Court Opinion

ID: 2394815
Source: CourtListenerOpinion
Date Created: 2013-10-30 09:20:55.561259+00
Date Added: 2024-06-11T10:58:13.302726
License: Public Domain

510 Pa. 247 (1986)
507 A.2d 369
COMMONWEALTH of Pennsylvania, PENNSYLVANIA HUMAN RELATIONS COMMISSION, Appellant,
v.
SCRANTON SCHOOL DISTRICT, Appellee.
Supreme Court of Pennsylvania.
Argued January 22, 1986.
Decided April 2, 1986.
*248 G. Thompson Bell, Asst. Gen. Counsel, Harrisburg, for appellant.
Edwin Abrahamson, Sol., Scranton, for appellee.
NIX, C.J., and LARSEN, FLAHERTY, McDERMOTT, HUTCHINSON, ZAPPALA and PAPADAKOS, JJ.

OPINION OF THE COURT
HUTCHINSON, Justice.
The Pennsylvania Human Relations Commission ("Commission"), asserting we have jurisdiction under 42 Pa.C.S. § 723(a), has filed this direct appeal from an order of Commonwealth Court denying the Commission's petition for enforcement. In 1981, the Commission issued an order against the Scranton School District after Mrs. Angeline Mackarey, an employee, alleged that Scranton School District had discriminated against her in the course of her employment. The School District did not appeal that order. *249 Mrs. Mackarey later returned to the Commission alleging that the School District violated the Commission's order. The Commission then filed a petition for enforcement of its order in Commonwealth Court. That court, after holding evidentiary hearings, denied the petition. The Commission filed its notice of appeal to our Court.
We addressed the issue of whether there is a right of direct appeal to this Court from Commonwealth Court orders in enforcement proceedings in Pennsylvania Department of Aging v. Lindberg, 503 Pa. 423, 469 A.2d 1012 (1983), and held there is not. In that case, the plurality expressly disapproved of our opinion in Pennsylvania Human Relations Commission v. School District of Philadelphia, 480 Pa. 398, 390 A.2d 1238 (1978) (plurality opinion), which allowed an appeal as of right in enforcement cases. This necessarily follows from the reasoning in Lindberg that 42 Pa.C.S. § 723(a) does not allow a direct appeal as of right from orders entered on enforcement petitions filed in Commonwealth Court. There, the petition for enforcement filed by Mr. Lindberg was against the Department of Aging for violation of a State Civil Service Commission's reinstatement order which Commonwealth Court had affirmed on appeal.

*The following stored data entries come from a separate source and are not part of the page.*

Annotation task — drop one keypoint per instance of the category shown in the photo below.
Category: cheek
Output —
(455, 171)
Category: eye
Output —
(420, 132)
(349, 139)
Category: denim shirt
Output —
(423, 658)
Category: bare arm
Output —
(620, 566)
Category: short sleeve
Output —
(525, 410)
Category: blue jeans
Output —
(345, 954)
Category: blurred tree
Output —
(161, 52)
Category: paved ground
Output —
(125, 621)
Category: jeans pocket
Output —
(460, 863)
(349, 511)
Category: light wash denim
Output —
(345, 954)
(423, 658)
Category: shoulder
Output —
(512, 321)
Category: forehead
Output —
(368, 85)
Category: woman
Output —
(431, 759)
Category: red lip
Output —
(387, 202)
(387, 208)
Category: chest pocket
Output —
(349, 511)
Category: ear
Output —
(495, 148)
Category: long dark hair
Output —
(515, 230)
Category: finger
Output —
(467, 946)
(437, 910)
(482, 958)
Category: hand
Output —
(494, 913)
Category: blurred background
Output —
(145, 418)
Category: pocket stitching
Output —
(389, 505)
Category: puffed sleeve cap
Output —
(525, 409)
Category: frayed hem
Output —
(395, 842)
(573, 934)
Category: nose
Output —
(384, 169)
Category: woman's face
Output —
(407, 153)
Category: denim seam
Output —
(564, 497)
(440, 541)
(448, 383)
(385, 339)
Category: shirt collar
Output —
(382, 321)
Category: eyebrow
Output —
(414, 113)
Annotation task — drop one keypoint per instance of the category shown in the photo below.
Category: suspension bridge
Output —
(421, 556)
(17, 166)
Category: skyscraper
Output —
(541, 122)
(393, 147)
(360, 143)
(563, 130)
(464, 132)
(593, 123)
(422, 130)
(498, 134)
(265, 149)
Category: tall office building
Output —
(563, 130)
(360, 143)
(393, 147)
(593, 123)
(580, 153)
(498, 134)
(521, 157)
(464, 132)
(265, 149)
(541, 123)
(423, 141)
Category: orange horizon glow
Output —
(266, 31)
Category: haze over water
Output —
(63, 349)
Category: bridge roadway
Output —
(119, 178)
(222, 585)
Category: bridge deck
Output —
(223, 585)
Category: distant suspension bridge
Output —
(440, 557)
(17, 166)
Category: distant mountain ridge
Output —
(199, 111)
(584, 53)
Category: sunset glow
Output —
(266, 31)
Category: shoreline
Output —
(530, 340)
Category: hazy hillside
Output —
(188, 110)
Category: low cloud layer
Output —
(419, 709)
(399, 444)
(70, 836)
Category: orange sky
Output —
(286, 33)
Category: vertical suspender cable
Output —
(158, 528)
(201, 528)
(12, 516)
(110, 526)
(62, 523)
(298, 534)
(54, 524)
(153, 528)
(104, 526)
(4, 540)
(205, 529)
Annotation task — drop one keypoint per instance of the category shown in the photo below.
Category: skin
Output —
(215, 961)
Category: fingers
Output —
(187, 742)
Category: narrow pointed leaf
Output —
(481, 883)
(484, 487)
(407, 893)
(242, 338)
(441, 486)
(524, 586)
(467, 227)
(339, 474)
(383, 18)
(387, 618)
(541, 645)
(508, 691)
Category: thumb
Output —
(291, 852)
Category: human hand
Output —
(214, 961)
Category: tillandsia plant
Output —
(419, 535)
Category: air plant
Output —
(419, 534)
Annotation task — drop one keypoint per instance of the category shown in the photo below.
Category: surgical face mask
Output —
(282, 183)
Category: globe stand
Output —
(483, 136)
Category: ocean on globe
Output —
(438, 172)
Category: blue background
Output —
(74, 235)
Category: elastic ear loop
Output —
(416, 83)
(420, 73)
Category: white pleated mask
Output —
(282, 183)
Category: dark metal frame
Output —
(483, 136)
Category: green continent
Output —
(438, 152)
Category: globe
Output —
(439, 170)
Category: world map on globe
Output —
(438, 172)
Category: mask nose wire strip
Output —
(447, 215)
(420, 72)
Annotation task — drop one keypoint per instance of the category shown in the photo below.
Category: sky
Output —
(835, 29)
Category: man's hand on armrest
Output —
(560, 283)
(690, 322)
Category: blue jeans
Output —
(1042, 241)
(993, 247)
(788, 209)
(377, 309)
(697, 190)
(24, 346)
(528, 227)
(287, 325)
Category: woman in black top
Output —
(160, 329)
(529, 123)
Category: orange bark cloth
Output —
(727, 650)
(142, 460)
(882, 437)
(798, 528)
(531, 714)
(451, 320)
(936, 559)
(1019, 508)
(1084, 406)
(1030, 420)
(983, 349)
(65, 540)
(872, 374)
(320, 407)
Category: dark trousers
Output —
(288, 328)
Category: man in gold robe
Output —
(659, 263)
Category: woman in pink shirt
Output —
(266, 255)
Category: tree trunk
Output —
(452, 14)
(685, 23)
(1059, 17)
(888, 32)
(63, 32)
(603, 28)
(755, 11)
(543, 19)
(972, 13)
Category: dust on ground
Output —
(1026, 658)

Here, the Human Relations Commission is seeking enforcement of its order which was never reviewed by Commonwealth Court on the merits but became final when appellee did not appeal. This distinction is immaterial. Thus, following Lindberg, we must quash this direct appeal. Without regard to whether enforcement petitions are within Commonwealth Court's original jurisdiction, 42 Pa. C.S. § 761, they do not involve matters "originally commenced" in that court as required by 42 Pa.C.S. § 723(a). Treating the papers filed as a petition for allowance of appeal, 42 Pa.C.S. § 724(b), Pa.R.A.P. 1102, the petition is denied.
Appeal quashed; petition for allowance of appeal denied.
PAPADAKOS, JJ., concurs in the result.
McDERMOTT and ZAPPALA, JJ., file a dissenting opinion.
*250 McDERMOTT, Justice, dissenting.
In the case relied upon by the majority, a plurality of this Court quashed a party's appeal from an enforcement order entered by the Commonwealth Court. See Pennsylvania Department of Aging v. Lindberg, 503 Pa. 423, 469 A.2d 1012 (1983). I concurred in the result on the basis that the enforcement order there at issue was merely ancillary to the Commonwealth Court's appellate jurisdiction. See Concurring Opinion, McDermott, J., Id., 503 Pa. at 436, 469 A.2d at 1019.
Here, however, the Commonwealth Court never had appellate jurisdiction. Thus, the Lindberg decision is not directly on point. Since the enforcement proceeding in this case, by necessity, was originally commenced in the Commonwealth Court I dissent from the decision to quash the appeal.
ZAPPALA, Justice, dissenting.
I dissent from the Court's decision to quash the appeal, treat the matter as a petition for allowance of appeal, and deny allocatur. See Pennsylvania Department of Aging v. Lindberg, 503 Pa. 423, 436, 469 A.2d 1012, 1019 (1983) (Concurring Opinion of Roberts, C.J., joined by Zappala, J.). As to the merits of the appeal, believing that the Commonwealth Court properly decided the issue presented, I would affirm the Order of that court.